Workmen armed with chain saws and pickup trucks roamed neighborhoods Wednesday taking advantage of the sudden demand for cleanup.
City officials, meanwhile, were agonizing over the loss they estimated at $3 million to trees in the city.
One in seven trees sustained damage and one in three may be so bad that they’ll need to be cut down, officials said.
“The parks staff were almost in tears looking at the damage that was going on,” said Taylor Bressler, city park oerations division manager. “We get kind of emotional about trees.”
Jack Thomas and Paul Brownfield, both of Spokane, took a more businesslike approach to the glut of downed wood.
They cleared $200 Wednesday afternoon removing a fallen tree and debris from a home at Lincoln and Mansfield.
Homeowner Terry Barr wasn’t upset. He said he thought he was getting a fair deal.
Another yard service worker said he lined up early Wednesday to buy a chain saw, then hired his son and a friend to help out, and pocketed $675.
Elsewhere, contractor Michael Lumpkins couldn’t finish a building job, so he hitched up his trailer and went looking for another kind of work. “I can’t pour concrete because it’s too cold,” he said.
Regular tree service companies were overwhelmed with calls. “Our phones have not stopped ringing,” said Terrie Overbey at Spokane’s Ray McElfish Tree Specialists.
All of the damage raises a question of how many trees will be left standing come next spring.
Parks officials said 30 to 35 percent of Spokane’s trees may be beyond saving.
Bressler said homeowners might want to wait until spring to see if a tree is going to live before deciding to remove it.
Tree experts said pruning, especially on a tree with severe damage, requires a professional assessment. They recommend homeowners talk with someone knowledgeable about horticulture.
In recent years, the city has been developing an urban forestry program to improve the health of city trees.
The city has about 50,000 street trees, according to an inventory finished just this month.

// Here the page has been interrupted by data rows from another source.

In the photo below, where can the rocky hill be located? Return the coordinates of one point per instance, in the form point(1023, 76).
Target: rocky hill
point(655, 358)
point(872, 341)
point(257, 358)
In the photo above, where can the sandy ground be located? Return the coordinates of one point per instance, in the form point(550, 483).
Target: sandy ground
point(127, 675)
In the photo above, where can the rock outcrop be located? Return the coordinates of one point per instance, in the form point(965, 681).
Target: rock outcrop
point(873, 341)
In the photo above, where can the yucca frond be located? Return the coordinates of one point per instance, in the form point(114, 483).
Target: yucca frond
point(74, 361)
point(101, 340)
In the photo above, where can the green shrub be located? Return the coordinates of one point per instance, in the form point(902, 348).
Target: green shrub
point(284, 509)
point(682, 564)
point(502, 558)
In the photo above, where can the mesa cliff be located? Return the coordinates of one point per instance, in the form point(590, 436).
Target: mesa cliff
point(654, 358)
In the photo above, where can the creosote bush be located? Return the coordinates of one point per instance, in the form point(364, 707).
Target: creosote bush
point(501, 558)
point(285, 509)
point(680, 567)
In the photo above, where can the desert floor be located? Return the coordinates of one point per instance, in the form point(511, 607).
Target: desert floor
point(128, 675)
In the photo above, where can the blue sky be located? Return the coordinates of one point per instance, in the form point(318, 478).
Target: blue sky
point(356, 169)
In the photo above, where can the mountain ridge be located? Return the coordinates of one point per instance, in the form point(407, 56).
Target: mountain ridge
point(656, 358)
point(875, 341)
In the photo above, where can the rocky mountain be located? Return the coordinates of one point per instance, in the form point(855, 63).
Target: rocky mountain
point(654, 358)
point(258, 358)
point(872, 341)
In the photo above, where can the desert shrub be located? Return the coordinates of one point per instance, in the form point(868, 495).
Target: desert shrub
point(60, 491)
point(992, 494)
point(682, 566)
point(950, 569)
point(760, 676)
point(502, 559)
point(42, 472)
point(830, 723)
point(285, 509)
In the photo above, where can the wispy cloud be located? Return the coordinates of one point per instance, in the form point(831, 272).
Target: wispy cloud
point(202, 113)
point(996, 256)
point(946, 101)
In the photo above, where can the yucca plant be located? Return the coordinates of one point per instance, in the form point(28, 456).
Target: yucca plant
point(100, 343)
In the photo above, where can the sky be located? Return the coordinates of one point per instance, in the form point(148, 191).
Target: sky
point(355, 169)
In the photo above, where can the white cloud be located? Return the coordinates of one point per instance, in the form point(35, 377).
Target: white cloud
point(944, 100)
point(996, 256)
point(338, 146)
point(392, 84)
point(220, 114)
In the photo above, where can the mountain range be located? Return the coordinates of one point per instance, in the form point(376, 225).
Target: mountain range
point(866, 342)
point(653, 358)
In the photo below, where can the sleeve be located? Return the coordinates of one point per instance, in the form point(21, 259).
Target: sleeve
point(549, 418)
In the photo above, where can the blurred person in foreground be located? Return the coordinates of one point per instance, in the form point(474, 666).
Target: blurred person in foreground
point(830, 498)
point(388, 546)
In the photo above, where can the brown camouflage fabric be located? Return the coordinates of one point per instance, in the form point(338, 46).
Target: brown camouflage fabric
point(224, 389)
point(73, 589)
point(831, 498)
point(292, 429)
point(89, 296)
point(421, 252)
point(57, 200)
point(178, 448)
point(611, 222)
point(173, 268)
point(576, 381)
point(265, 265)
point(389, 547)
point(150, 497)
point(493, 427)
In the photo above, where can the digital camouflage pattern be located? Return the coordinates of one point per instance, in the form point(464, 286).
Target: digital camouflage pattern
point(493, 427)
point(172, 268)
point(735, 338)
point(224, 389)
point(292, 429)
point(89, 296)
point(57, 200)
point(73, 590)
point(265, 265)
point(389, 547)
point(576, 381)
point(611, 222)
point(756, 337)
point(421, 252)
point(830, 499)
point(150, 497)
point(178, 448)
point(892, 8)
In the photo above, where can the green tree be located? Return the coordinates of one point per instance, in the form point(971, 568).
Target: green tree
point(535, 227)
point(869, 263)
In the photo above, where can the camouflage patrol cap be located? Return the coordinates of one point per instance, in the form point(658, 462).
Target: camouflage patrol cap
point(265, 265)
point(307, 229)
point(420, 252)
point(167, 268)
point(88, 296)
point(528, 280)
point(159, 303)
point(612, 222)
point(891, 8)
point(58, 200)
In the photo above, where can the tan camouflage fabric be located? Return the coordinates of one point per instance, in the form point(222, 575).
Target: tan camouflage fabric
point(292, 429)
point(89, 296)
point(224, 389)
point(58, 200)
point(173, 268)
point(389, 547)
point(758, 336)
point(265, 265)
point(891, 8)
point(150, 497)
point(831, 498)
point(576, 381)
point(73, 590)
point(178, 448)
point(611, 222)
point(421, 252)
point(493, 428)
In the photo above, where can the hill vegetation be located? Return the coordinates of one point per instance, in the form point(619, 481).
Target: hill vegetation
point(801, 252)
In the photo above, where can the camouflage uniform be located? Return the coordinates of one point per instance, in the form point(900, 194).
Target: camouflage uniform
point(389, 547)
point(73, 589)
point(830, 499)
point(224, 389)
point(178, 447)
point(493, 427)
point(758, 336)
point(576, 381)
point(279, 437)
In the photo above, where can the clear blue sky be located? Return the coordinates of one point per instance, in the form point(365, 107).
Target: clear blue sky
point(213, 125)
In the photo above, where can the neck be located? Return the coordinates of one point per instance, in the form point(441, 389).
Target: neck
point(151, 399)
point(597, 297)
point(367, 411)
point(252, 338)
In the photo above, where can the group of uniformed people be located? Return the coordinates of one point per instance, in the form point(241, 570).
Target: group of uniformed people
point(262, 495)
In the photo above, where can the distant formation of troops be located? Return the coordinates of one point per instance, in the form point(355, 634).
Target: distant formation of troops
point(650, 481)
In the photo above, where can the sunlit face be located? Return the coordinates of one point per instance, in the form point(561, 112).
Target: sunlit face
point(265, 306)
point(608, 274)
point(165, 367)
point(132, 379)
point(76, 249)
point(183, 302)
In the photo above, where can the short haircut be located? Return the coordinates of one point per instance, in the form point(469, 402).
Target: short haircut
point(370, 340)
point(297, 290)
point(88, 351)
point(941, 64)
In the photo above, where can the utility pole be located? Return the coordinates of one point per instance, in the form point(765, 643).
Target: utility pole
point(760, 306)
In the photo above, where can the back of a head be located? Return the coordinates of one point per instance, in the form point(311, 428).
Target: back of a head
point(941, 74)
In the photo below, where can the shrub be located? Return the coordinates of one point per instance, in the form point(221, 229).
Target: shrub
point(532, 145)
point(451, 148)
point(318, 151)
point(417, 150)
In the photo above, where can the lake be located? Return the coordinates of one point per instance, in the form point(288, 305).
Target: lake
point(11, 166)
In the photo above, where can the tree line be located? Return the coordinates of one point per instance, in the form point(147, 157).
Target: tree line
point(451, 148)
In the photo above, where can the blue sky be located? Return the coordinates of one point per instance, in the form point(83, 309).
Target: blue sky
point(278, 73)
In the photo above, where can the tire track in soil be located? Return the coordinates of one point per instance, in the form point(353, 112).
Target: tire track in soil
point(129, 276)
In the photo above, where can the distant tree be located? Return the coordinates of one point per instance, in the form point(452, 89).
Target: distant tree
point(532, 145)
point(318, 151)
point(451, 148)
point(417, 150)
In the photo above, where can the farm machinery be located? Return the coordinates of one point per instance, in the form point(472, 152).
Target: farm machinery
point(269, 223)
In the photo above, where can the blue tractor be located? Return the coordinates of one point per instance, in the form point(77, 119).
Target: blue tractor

There are another 30,000 trees in parks, and an estimated 80,000 trees on private property in the city for a total of at least 160,000 trees citywide.
Many trees are old or in poor condition. Those fared the worst in the ice storm.
“Old trees really showed their age,” Bressler said.
Some trees withstood the hammering better. Oaks are strong, but they bend. Other hardwoods can support the weight of ice.
Maples were beaten, but many will survive, Bressler said. The same goes for ponderosa pines, which are adapted to severe weather.
The trees that sustained the greatest damage have soft wood or grow fast. They include willows, sycamores, cottonwoods, firs, silver maples and black locusts.
Black locusts, which are common on Spokane’s North Side and are 90 to 100 years old, were virtually stripped in many places.
Sycamores in Riverfront Park were ripped apart, and several will be removed. Willows on the riverbank in the park were disfigured, too.
Firs at Underhill Park were hit bad, as were the trees lining 21st Avenue on the South Hill.
“We are talking tons and tons of cord wood,” Bressler said. “We’ll try to save as many as possible.”